Söyleşide son zamanlarda Şafak’ın yeni kitabı “İskender” hakkındaki intihal iddiaları da konuşuldu. Şafak “Ben bu konuyla ilgili gerekli cevabı verdiğimi düşünüyorum. Bu benim sekizinci romanım ve 11’inci kitabım. Bu işi yapmaya yeni başlamadım” diye konuştu.

Ömer Türkeş’in yıllar önce Adalet Ağaoğlu’nun “Bir Düğün Gecesi” kitabının Aldous Huxley’in “Ses Sese Karşı” kitabından adapte edildiği yönünde söylentiler çıktığını ve bu tarz söylentilerin her zaman yapılacağını söylemesi üzerine Elif Şafak, “Edebiyat eleştirisinden ziyade magazinel şeyler çıkıyor ortaya. Bir polemik yaratma çabası var” diye devam etti.

Yalnızlığımdan kaçmak...

Yazar, moderatörlerin, yazarın kitabından çok kendini ön plana çıkarması ile ilgili olarak sordukları soruya ise şu yanıtı verdi: “Yazar, okuruyla ilk zamanlarda bir arada olmalı. Ben kitap yazarken aylarca koca bir yalnızlığın içinde oluyorum. Belki de kitap yayımlandığında, bu yalnızlığın içinden çıkmak için duyulan bir ihtiyaç bu.

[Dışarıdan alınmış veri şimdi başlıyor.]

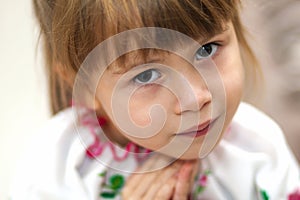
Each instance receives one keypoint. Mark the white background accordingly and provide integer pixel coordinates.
(23, 97)
(23, 104)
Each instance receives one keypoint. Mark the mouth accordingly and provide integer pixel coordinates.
(199, 130)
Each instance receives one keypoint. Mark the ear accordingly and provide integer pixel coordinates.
(65, 74)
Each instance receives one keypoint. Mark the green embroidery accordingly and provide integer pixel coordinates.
(116, 182)
(113, 187)
(201, 182)
(264, 195)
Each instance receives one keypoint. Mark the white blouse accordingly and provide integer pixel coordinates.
(253, 161)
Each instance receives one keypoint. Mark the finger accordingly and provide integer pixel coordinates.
(183, 185)
(154, 180)
(166, 191)
(135, 178)
(138, 184)
(162, 178)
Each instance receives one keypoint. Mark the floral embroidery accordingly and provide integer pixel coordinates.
(97, 147)
(111, 186)
(264, 195)
(295, 195)
(201, 182)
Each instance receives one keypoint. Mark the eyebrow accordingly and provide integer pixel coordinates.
(137, 59)
(203, 41)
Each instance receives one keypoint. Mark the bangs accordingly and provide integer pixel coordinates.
(198, 19)
(195, 18)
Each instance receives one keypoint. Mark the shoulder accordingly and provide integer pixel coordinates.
(253, 123)
(254, 146)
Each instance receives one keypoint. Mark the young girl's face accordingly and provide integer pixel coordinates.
(171, 104)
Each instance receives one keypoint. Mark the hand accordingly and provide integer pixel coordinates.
(172, 182)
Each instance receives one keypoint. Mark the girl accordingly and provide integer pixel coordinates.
(156, 89)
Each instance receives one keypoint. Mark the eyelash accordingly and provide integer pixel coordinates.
(215, 47)
(154, 72)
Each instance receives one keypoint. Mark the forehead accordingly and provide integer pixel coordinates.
(184, 47)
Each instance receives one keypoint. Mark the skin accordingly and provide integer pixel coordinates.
(169, 182)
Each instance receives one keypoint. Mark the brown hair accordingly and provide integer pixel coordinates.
(70, 29)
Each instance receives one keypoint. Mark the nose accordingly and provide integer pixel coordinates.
(193, 96)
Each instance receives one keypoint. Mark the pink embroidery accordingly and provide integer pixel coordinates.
(97, 147)
(295, 195)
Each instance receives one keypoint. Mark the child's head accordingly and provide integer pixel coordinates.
(71, 29)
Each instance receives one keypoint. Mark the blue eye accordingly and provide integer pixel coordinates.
(147, 76)
(206, 51)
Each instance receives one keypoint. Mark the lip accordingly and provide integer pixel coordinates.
(197, 131)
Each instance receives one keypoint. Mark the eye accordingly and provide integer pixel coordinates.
(206, 51)
(147, 76)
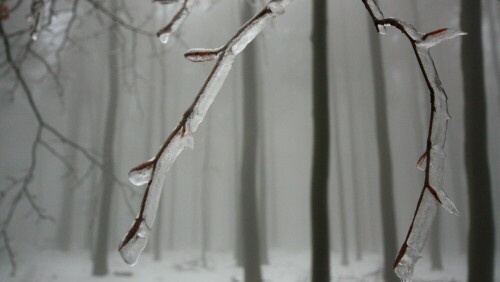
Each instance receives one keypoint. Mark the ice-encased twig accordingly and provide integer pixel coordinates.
(432, 161)
(154, 171)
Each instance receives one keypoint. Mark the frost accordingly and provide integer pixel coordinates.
(141, 174)
(432, 161)
(130, 252)
(422, 162)
(202, 55)
(416, 238)
(154, 171)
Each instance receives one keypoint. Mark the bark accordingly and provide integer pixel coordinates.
(100, 263)
(249, 217)
(481, 232)
(385, 159)
(321, 148)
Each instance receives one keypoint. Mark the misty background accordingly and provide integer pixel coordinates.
(197, 237)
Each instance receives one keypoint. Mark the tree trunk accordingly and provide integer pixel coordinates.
(249, 219)
(321, 148)
(385, 159)
(481, 232)
(162, 113)
(65, 227)
(100, 265)
(262, 177)
(205, 201)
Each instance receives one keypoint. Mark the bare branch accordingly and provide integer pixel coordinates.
(154, 171)
(432, 161)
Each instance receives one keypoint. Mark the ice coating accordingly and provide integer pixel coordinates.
(202, 55)
(415, 242)
(155, 170)
(141, 174)
(422, 162)
(130, 252)
(432, 161)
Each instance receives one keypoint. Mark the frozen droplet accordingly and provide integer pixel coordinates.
(381, 29)
(140, 176)
(447, 203)
(164, 37)
(276, 8)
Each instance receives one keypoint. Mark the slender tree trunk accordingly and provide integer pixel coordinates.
(65, 227)
(262, 177)
(205, 200)
(100, 265)
(321, 148)
(481, 232)
(354, 169)
(249, 219)
(340, 162)
(385, 157)
(162, 113)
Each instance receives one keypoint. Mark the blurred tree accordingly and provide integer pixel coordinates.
(321, 149)
(100, 262)
(249, 214)
(385, 158)
(481, 229)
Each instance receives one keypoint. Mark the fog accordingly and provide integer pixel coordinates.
(60, 151)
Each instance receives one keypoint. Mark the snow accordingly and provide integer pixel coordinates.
(134, 242)
(286, 266)
(432, 162)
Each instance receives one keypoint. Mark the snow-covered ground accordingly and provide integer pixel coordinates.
(287, 266)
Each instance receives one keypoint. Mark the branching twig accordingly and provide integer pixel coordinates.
(153, 172)
(432, 161)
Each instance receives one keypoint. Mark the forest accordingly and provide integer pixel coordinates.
(327, 140)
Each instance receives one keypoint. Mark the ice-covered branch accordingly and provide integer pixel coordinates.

Ya da kamusal alanla kendi asosyal alanım arasındaki bir sarkaç bu” diye devam etti.

‘Müslüman coğrafyanın kadın yazarı’

Söyleşide, yazarların yaftalanma biçimlerinden rahatsız olduğunu söyleyen Elif Şafak, Batı’da kendisine nasıl bakıldığından örnek verdi: “Batı’da ‘Müslüman coğrafyadan gelmiş kadın yazar’ diye bakılabiliyor. Bu doğrultuda yazman bekleniyor. Edebiyat böyle sınırlandırılmamalı.”

Söyleşiye katılan bir okurun “Artık pek politik açıklamanız olmuyor. Bunun 301’den muzdarip olmakla mı ilgisi var?” sorusunaŞafak’ın yanıtı şöyle oldu: “Politika hayatın içinde her yerde var. Feminist hareketin en önemli getirilerinden biri ‘kişisel olan politiktir’ yaklaşımı oldu.”

Eleştirdiği pek çok şeyi söylediğini de vurgulayan Şafak: “Tepeden söylememeye çalışıyorum, insanı anlamaya çalışıyorum. Bu bile böyle bir ülkede politik bir duruş. Ama kastettiğiniz polemikler, basında kavgalar ise bunu yapmayacağım. Bu benim mizacım değil.”